Exercise 1: Tile plot - measles and smallpox

The sample code given creates a tile plot showing the rate of measles cases per population. We are going to modify the tile plot to look at smallpox cases instead.

Modify the tile plot to show the rate of smallpox cases instead of measles cases.

Exclude years in which cases were reported in fewer than 10 weeks from the plot.

library(dplyr)
## 
## Attaching package: 'dplyr'
## The following objects are masked from 'package:stats':
## 
##     filter, lag
## The following objects are masked from 'package:base':
## 
##     intersect, setdiff, setequal, union
library(ggplot2)
library(RColorBrewer)
library(dslabs)
data(us_contagious_diseases)

the_disease = "Smallpox"
dat <- us_contagious_diseases %>% 
   filter(!state%in%c("Hawaii","Alaska") & disease == the_disease & weeks_reporting >= 10) %>% 
   mutate(rate = count / population * 10000) %>% 
   mutate(state = reorder(state, rate))

dat %>% ggplot(aes(year, state, fill = rate)) + 
  geom_tile(color = "grey50") + 
  scale_x_continuous(expand=c(0,0)) + 
  scale_fill_gradientn(colors = brewer.pal(9, "Reds"), trans = "sqrt") + 
  theme_minimal() + 
  theme(panel.grid = element_blank()) + 
  ggtitle(the_disease) + 
  ylab("") + 
  xlab("")

Exercise 2. Time series plot - measles and smallpox

The sample code given creates a time series plot showing the rate of measles cases per population by state. We are going to again modify this plot to look at smallpox cases instead.

Modify the sample code for the time series plot to plot data for smallpox instead of for measles.

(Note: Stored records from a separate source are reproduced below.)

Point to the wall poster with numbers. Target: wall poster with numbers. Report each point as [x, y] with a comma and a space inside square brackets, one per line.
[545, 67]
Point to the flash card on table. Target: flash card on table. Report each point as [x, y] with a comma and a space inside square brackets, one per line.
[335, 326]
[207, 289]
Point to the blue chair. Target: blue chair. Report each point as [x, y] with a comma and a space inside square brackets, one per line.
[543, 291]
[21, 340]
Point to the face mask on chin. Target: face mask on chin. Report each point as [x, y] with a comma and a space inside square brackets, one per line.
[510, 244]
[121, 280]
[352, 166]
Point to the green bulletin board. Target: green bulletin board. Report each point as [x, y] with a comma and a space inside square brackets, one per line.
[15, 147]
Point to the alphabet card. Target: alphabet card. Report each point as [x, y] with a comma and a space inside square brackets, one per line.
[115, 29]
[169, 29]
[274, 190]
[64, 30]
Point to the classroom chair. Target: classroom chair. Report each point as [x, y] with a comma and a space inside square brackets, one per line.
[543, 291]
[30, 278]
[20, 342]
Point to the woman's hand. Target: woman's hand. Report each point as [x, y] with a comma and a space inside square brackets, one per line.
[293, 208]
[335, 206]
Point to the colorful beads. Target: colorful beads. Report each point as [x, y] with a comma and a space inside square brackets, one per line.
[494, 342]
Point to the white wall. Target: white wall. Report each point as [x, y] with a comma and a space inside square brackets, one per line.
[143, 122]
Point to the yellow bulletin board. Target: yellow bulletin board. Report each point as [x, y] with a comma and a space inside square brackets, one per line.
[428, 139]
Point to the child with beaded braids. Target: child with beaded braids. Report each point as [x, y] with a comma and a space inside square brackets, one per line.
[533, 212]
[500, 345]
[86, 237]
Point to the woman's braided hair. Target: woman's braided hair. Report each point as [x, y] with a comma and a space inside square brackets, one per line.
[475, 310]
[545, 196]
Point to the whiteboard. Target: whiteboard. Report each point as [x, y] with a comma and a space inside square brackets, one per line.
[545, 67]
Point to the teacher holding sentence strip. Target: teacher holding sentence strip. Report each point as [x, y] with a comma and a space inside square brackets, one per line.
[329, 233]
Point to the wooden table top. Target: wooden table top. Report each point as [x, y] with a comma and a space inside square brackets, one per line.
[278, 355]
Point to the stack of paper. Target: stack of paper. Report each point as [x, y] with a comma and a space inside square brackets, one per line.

Once again, restrict the plot to years in which cases were reported in at least 10 weeks.

library(dplyr)
library(ggplot2)
library(dslabs)
library(RColorBrewer)
data(us_contagious_diseases)

the_disease = "Smallpox"
dat <- us_contagious_diseases %>%
   filter(!state%in%c("Hawaii","Alaska") & disease == the_disease & weeks_reporting >= 10) %>%
   mutate(rate = count / population * 10000) %>%
   mutate(state = reorder(state, rate))

avg <- us_contagious_diseases %>%
  filter(disease==the_disease) %>% group_by(year) %>%
  summarize(us_rate = sum(count, na.rm=TRUE)/sum(population, na.rm=TRUE)*10000)

dat %>% ggplot() +
  geom_line(aes(year, rate, group = state),  color = "grey50", 
            show.legend = FALSE, alpha = 0.2, size = 1) +
  geom_line(mapping = aes(year, us_rate),  data = avg, size = 1, color = "black") +
  scale_y_continuous(trans = "sqrt", breaks = c(5,25,125,300)) + 
  ggtitle("Cases per 10,000 by state") + 
  xlab("") + 
  ylab("") +
  geom_text(data = data.frame(x=1955, y=50), mapping = aes(x, y, label="US average"), color="black") + 
  geom_vline(xintercept=1963, col = "blue")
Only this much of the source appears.